Sites such as Good Reads, Library Thing and inside a dog* make it possible for all of us to share our thoughts on books we’ve read as, increasingly, do online library catalogues and book stores.
There are dangers, sure, and the occasional scandal, but the more the merrier.
Communities of book lovers, talking about books. What could possibly go wrong?
Well, nothing much, really.
But there is one thing I’ve noticed over and over again in discussions about books on Good Reads and facebook and various blogs: people really hate it when the book doesn’t turn out how they expect. It makes them furious.
They equate this with failure – the plot doesn’t unfold the way they imagined therefore the book sucks. And they will often take it out on the author, either through reviews, or more directly in a chat or forum, in a tone that can make your hair curl right up and slide off your head.
I’ve never been in that position myself but I hate to think what it does to an author.
Let’s take a famous example: the death of the beloved Dumbledore at the end of Harry Potter and the Half-Blood Prince.

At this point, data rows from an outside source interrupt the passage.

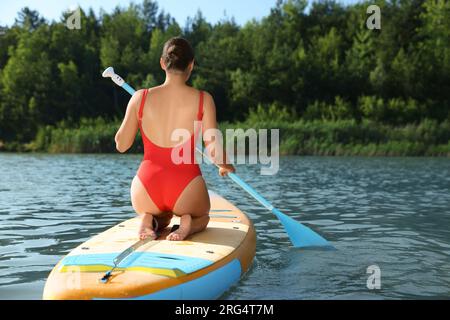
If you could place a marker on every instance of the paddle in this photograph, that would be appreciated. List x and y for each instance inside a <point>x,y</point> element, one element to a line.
<point>300,235</point>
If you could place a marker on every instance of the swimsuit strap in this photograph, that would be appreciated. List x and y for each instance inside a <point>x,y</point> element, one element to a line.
<point>200,107</point>
<point>141,108</point>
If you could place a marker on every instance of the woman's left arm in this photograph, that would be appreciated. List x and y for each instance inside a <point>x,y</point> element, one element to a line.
<point>128,130</point>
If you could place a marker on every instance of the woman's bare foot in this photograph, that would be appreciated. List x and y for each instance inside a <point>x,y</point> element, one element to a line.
<point>183,231</point>
<point>146,227</point>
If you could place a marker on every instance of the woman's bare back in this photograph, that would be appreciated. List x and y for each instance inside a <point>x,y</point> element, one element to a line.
<point>168,109</point>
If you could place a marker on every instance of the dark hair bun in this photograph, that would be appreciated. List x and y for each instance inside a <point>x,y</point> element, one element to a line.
<point>177,54</point>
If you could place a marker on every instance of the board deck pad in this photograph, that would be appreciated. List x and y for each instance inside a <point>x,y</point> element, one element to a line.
<point>157,264</point>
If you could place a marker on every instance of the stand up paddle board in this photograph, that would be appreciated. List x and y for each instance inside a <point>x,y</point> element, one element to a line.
<point>203,266</point>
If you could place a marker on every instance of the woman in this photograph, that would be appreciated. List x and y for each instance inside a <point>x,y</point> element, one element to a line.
<point>163,187</point>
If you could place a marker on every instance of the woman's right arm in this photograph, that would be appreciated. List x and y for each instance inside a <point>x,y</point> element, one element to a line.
<point>215,147</point>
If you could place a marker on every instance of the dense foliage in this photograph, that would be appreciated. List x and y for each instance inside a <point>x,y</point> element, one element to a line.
<point>318,65</point>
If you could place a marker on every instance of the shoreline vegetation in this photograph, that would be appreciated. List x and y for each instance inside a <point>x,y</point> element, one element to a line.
<point>306,138</point>
<point>312,69</point>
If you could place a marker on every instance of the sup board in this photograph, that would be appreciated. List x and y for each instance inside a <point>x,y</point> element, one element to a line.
<point>203,266</point>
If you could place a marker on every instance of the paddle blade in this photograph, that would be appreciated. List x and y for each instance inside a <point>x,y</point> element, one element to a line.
<point>300,235</point>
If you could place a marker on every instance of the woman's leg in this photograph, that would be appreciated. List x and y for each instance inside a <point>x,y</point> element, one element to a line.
<point>145,207</point>
<point>193,208</point>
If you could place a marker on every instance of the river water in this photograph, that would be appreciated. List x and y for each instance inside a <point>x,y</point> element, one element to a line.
<point>391,213</point>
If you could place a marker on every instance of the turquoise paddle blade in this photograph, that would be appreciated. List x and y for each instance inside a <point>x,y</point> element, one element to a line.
<point>300,235</point>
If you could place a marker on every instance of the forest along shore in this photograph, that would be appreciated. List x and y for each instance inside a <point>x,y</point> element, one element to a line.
<point>328,138</point>
<point>317,73</point>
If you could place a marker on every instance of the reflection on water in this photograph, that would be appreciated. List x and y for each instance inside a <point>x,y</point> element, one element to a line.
<point>390,212</point>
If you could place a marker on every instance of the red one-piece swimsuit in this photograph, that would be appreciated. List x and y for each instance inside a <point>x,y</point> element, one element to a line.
<point>163,179</point>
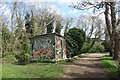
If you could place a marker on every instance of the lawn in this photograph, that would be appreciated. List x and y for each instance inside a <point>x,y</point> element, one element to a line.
<point>38,70</point>
<point>109,66</point>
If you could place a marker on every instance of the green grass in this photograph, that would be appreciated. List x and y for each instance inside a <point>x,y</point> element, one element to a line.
<point>109,65</point>
<point>32,71</point>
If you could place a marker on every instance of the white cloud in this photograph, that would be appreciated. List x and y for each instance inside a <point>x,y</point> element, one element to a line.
<point>73,11</point>
<point>54,8</point>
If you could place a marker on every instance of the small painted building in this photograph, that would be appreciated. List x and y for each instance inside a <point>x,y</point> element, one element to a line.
<point>51,47</point>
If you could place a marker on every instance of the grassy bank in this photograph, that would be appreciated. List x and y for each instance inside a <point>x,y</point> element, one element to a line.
<point>109,66</point>
<point>38,70</point>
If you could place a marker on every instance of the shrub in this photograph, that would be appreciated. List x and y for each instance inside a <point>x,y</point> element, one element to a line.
<point>74,41</point>
<point>24,56</point>
<point>107,46</point>
<point>9,58</point>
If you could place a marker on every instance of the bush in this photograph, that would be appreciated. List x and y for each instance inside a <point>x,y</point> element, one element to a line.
<point>24,56</point>
<point>9,58</point>
<point>10,53</point>
<point>74,41</point>
<point>107,46</point>
<point>97,47</point>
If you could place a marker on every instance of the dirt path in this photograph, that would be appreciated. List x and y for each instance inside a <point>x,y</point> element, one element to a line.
<point>86,67</point>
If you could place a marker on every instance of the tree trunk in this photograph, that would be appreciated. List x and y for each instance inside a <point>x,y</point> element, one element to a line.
<point>109,27</point>
<point>114,30</point>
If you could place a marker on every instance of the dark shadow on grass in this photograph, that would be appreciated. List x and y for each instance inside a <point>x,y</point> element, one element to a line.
<point>91,76</point>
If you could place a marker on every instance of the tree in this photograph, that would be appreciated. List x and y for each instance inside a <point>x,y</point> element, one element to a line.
<point>74,41</point>
<point>68,23</point>
<point>59,24</point>
<point>110,24</point>
<point>5,39</point>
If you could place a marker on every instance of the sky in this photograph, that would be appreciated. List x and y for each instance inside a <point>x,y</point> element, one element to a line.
<point>61,7</point>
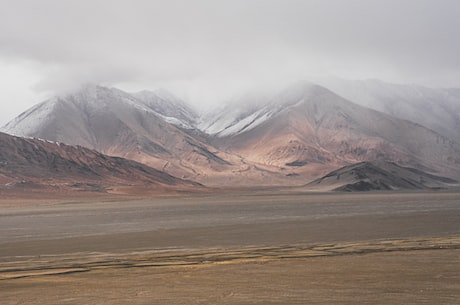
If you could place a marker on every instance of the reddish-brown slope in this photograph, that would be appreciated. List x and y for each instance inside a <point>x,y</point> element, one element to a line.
<point>39,163</point>
<point>317,130</point>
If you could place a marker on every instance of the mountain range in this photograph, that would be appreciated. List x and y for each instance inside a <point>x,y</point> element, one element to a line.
<point>289,138</point>
<point>40,164</point>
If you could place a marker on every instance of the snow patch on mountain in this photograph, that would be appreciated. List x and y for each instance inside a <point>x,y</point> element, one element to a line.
<point>27,122</point>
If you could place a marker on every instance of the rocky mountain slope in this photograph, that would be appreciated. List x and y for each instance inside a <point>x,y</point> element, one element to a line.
<point>308,127</point>
<point>142,127</point>
<point>34,163</point>
<point>370,176</point>
<point>437,109</point>
<point>284,139</point>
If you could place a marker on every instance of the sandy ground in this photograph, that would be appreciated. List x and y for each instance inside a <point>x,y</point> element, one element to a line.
<point>233,249</point>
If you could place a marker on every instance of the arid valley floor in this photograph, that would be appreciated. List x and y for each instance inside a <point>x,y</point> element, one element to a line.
<point>233,248</point>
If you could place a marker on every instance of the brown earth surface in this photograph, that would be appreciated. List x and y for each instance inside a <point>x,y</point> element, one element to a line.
<point>397,248</point>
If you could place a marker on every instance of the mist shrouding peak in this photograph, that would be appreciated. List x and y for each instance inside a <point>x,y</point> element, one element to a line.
<point>207,51</point>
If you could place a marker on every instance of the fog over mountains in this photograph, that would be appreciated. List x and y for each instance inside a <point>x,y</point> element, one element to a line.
<point>288,138</point>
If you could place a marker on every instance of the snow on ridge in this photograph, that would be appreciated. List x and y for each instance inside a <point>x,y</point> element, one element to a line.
<point>26,123</point>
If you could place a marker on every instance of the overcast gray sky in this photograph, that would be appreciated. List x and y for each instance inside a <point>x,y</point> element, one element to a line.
<point>208,50</point>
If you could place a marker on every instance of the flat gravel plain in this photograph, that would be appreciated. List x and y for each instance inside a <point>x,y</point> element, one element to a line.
<point>233,248</point>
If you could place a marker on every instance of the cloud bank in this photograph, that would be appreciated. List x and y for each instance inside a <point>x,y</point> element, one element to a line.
<point>210,49</point>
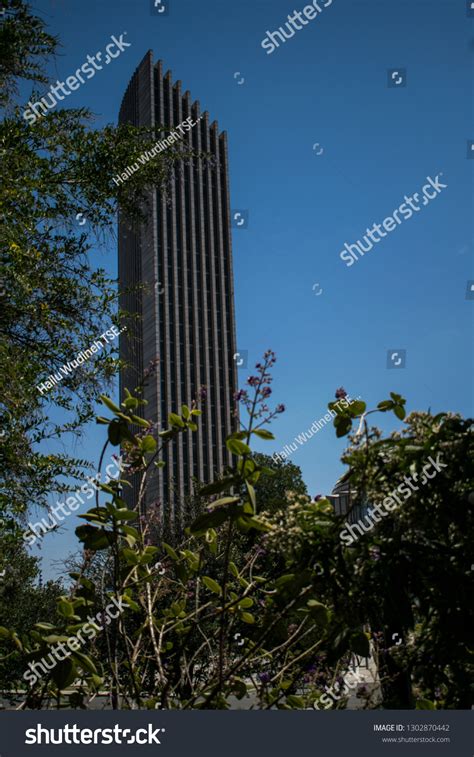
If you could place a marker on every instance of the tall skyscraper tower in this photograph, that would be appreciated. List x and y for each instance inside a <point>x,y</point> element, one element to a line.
<point>183,256</point>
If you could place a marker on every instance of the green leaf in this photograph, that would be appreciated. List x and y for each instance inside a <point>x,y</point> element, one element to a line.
<point>236,447</point>
<point>252,496</point>
<point>385,405</point>
<point>295,702</point>
<point>343,425</point>
<point>359,644</point>
<point>170,551</point>
<point>94,538</point>
<point>176,420</point>
<point>65,608</point>
<point>245,603</point>
<point>397,398</point>
<point>131,403</point>
<point>64,673</point>
<point>115,432</point>
<point>318,611</point>
<point>148,444</point>
<point>140,421</point>
<point>224,501</point>
<point>247,617</point>
<point>425,704</point>
<point>131,557</point>
<point>85,662</point>
<point>212,585</point>
<point>263,433</point>
<point>357,407</point>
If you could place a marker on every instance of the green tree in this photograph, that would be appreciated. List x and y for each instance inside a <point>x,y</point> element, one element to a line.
<point>55,301</point>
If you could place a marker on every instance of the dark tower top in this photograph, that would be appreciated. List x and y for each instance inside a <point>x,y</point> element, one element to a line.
<point>183,253</point>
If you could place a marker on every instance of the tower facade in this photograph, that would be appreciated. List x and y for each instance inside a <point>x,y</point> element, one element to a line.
<point>175,273</point>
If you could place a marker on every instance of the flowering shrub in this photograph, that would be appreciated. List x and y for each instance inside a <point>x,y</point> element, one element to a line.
<point>206,623</point>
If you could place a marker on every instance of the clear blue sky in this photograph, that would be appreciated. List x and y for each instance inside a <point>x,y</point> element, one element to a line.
<point>326,85</point>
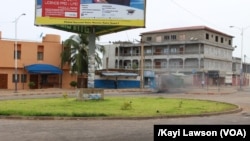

The world was shocked. The death of “a major character” had been foreshadowed by JK Rowling prior to the book’s release and it was even in all the media, but Dumbledore’s death led to an outcry. Readers believed he wasn’t really dead, and would reappear like Gandalf (of course he does, but he’s still dead). As was usual in the Potterverse, complex theories were developed to explain it, dead or alive, and the discussion continues to this day.
But Rowling as the author was always quite clear, and why wouldn’t she be? Apart from the fact that it’s her book world and she can do whatever she likes, there were myriad plot twists wrapped around the death and, most critical, Harry’s character development and quest (and Hermione’s too)  required it.
That’s not how many fans saw it: they saw it as a betrayal, as a failure of the logic they had established for themselves, as a mistake.
They have invested so much in the story – what a wonderful thing! But what else is going on there? We all love to have a theory about what will happen next. Part of the fun of online discussion of books, film and TV is that very element.
I reckon part of it, too, is the expectation that there will be happy endings. That there will be romance, and everyone will live happily ever after.
Sometimes that does happen. In life, and in art. But other things happen too – people disconnect from one another accidentally, or never connect; they argue about stupid things; they annoy you; they get scared when they should be brave; they falter and bicker and fall out of love and die. 
I remember well the shriek that went around the cinema when I was a kid watching Doctor Zhivago at the Anglesea Luxury Cinema and Lara DIDN’T TURN AROUND AND OMAR SHARIF WAS RUNNING AND THEN HE CLUTCHED HIS CHEST AND OH MY GOD AND SHE NEVER KNEW!
I nearly spat my Marella Jube into the hair of the person in front.

So if you feel betrayed by an author or a film-maker when that happens in your favourite book or series, don’t take it out on them or the work they’ve created.
What it means is that they have created a world so engaging that we, as readers, are lost in it. We are annoyed because the author wants us to be annoyed, upset because that person we loved is gone and we just don’t know what will happen next.
And that’s a good thing. Right?



*Disclosure: I work with inside a dog as part of my day job, but these comments are my own.